Bij massale trombose wordt herstel van de doorgankelijkheid van geblokkeerde slagaders, thrombectomie, aangetoond, omdat dit leidt tot normalisatie van de hemodynamiek.

Om de behandelingsstrategie te bepalen, werden de schalen gebruikt om het risico van overlijden in de vroege periode PESI, sPESI te bepalen. Ze maken het mogelijk om groepen patiënten te onderscheiden die poliklinische zorg krijgen of ziekenhuisopname is vereist bij de implementatie van MSCT, nood trombotische therapie, chirurgische trombectomie of transcutane intravasculaire interventie.

Wat is longembolie?

Longembolie is een uiterst levensbedreigende aandoening die ontstaat als gevolg van blokkering van de bloedstroom in een of meer takken van de longslagader. Vaak leidt trombo-embolie tot onmiddellijke dood van de patiënt en met een enorme trombose komt de dodelijke afloop zo snel dat geen urgente maatregelen, zelfs in een ziekenhuis, vaak niet effectief zijn.

Volgens de statistieken is volledige of gedeeltelijke blokkering van de bloedstroom de tweede oorzaak van voortijdige sterfte bij ouderen. In de regel wordt in deze categorie postuum de aanwezigheid van pathologie gedetecteerd. Bij relatief jonge mensen leidt de ontwikkeling van trombo-embolie tot slechts 30% tot een snelle dood, met gerichte therapie in deze categorie is het vaak mogelijk om de risico's van een uitgebreid longinfarct te minimaliseren.

Etiologie van de ziekte

Momenteel wordt pulmonale arteriële trombo-embolie niet als een onafhankelijke ziekte beschouwd, omdat deze pathologische aandoening zich meestal ontwikkelt tegen de achtergrond van een hart- en vaatziekte die een persoon heeft.
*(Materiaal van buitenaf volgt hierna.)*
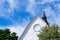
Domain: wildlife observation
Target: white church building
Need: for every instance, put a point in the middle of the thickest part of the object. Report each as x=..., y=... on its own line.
x=33, y=28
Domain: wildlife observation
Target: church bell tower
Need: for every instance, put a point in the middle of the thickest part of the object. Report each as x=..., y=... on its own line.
x=45, y=18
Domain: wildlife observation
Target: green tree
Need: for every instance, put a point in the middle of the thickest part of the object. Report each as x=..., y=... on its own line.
x=49, y=33
x=7, y=35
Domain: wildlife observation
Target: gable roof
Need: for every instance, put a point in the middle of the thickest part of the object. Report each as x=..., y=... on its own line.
x=29, y=33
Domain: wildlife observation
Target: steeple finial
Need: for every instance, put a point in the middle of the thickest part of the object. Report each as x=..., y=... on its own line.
x=45, y=18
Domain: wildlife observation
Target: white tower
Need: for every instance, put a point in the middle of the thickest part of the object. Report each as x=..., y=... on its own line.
x=31, y=31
In 90% van de gevallen van de ontwikkeling van een dergelijke aandoening zoals longembolie, liggen de oorzaken van het probleem in de verschillende pathologieën van het cardiovasculaire systeem. Pathologieën van het cardiovasculaire systeem die de ontwikkeling van longembolie kunnen triggeren omvatten:

  • diepe veneuze trombose;
  • spataderen;
  • tromboflebitis;
  • mitralisstenose met reuma:
  • ischemische hartziekte;
  • atriale fibrillatie van elke etiologie;
  • infectieuze endocarditis;
  • niet-reumatische myocarditis;
  • cardiomyopathie;
  • thrombophilia;
  • trombose van de inferieure vena cava.
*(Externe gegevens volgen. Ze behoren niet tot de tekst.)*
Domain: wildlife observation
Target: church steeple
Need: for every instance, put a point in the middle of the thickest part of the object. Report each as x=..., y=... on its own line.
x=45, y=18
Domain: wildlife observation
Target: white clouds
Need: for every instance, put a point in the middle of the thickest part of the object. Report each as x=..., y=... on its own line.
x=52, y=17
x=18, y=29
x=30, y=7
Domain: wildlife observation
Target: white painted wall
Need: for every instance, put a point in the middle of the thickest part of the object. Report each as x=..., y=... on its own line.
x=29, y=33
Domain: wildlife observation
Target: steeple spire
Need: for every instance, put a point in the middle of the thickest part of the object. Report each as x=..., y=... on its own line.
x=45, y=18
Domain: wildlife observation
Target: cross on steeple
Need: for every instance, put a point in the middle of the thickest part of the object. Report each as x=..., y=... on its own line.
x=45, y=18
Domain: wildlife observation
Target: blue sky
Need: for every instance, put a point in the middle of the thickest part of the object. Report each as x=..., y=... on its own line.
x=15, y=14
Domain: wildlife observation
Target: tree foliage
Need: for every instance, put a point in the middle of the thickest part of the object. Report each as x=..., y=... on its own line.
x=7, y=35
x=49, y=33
Minder vaak treedt blokkering van de bloedstroom in de longslagaders op tegen de achtergrond van verschillende oncologische problemen, luchtwegaandoeningen, auto-immuunziekten en uitgebreide verwondingen. De meeste dragen bij aan de ontwikkeling van kwaadaardige longtumoren van maag, pancreas en longen in de longembolie. Vaak wordt een dergelijke schending van de bloedstroom in de longen geassocieerd met een gegeneraliseerd septisch proces. Bovendien kan het optreden van longembolie een gevolg zijn van het antifosfolipide-syndroom, waarbij specifieke antilichamen tegen fosfolipiden, bloedplaatjes, zenuwweefsel en endotheelcellen in het menselijk lichaam worden gevormd, wat leidt tot de vorming van embolie.
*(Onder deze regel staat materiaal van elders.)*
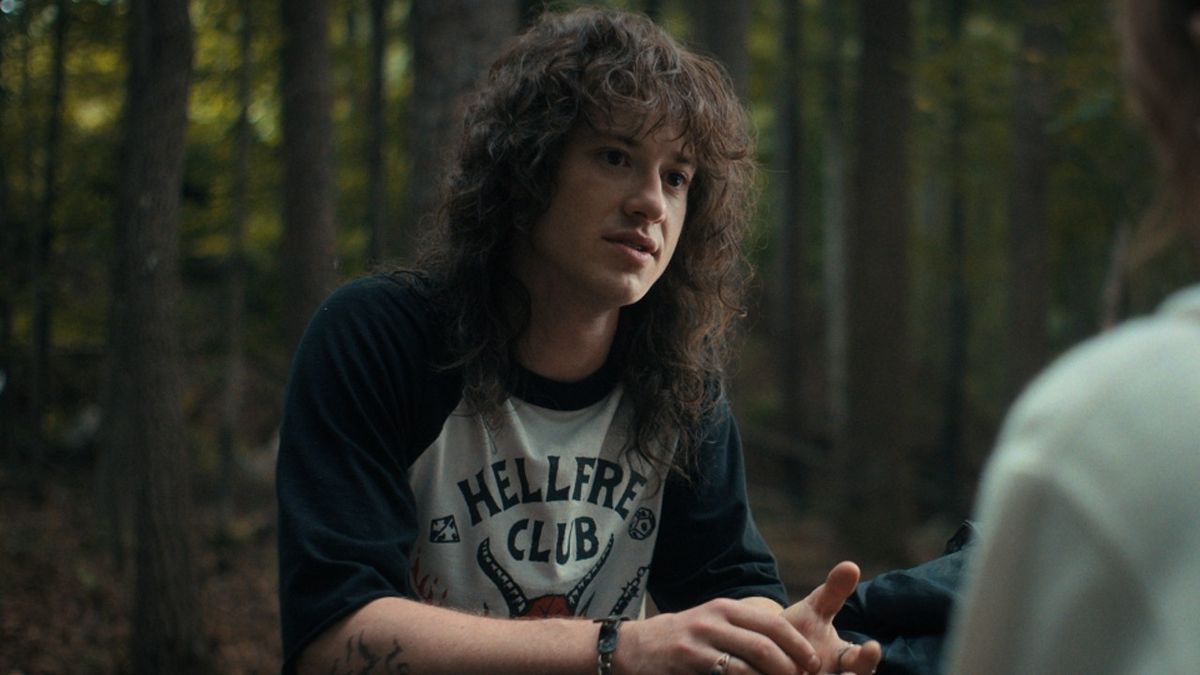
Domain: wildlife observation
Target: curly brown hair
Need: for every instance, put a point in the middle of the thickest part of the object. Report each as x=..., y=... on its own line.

Er kan erfelijke aanleg voor de ontwikkeling van longembolie optreden. Bovendien kunnen een aantal predisponerende factoren voor de ontwikkeling van longembolie worden onderscheiden, die weliswaar niet direct de ontwikkeling van deze pathologische aandoening veroorzaken, maar er tegelijkertijd aanzienlijk aan bijdragen. Deze predisponerende factoren zijn onder meer:

  • geforceerde bedrust voor ziekten;
  • gevorderde leeftijd;
  • sedentaire levensstijl;
  • vele uren rijden;
  • vluchturen;
  • lange loop van het nemen van diuretica;
  • roken;
  • eerdere chemotherapie;
  • ongecontroleerd gebruik van orale contraceptiva;
  • diabetes mellitus;
  • open operatie;
  • obesitas;
  • bevriezing;
  • ernstige brandwonden.

Ongezonde levensstijl draagt ​​in grote mate bij tot de vorming van bloedstolsels. Zo leidt ondervoeding bijvoorbeeld tot een geleidelijke toename van cholesterol en bloedsuikerspiegel, die vaak schade aan bepaalde elementen van het cardiovasculaire systeem en de vorming van bloedstolsels veroorzaakt, die de bloedstroom in een of meer takken van de longslagader gedeeltelijk of volledig kunnen blokkeren.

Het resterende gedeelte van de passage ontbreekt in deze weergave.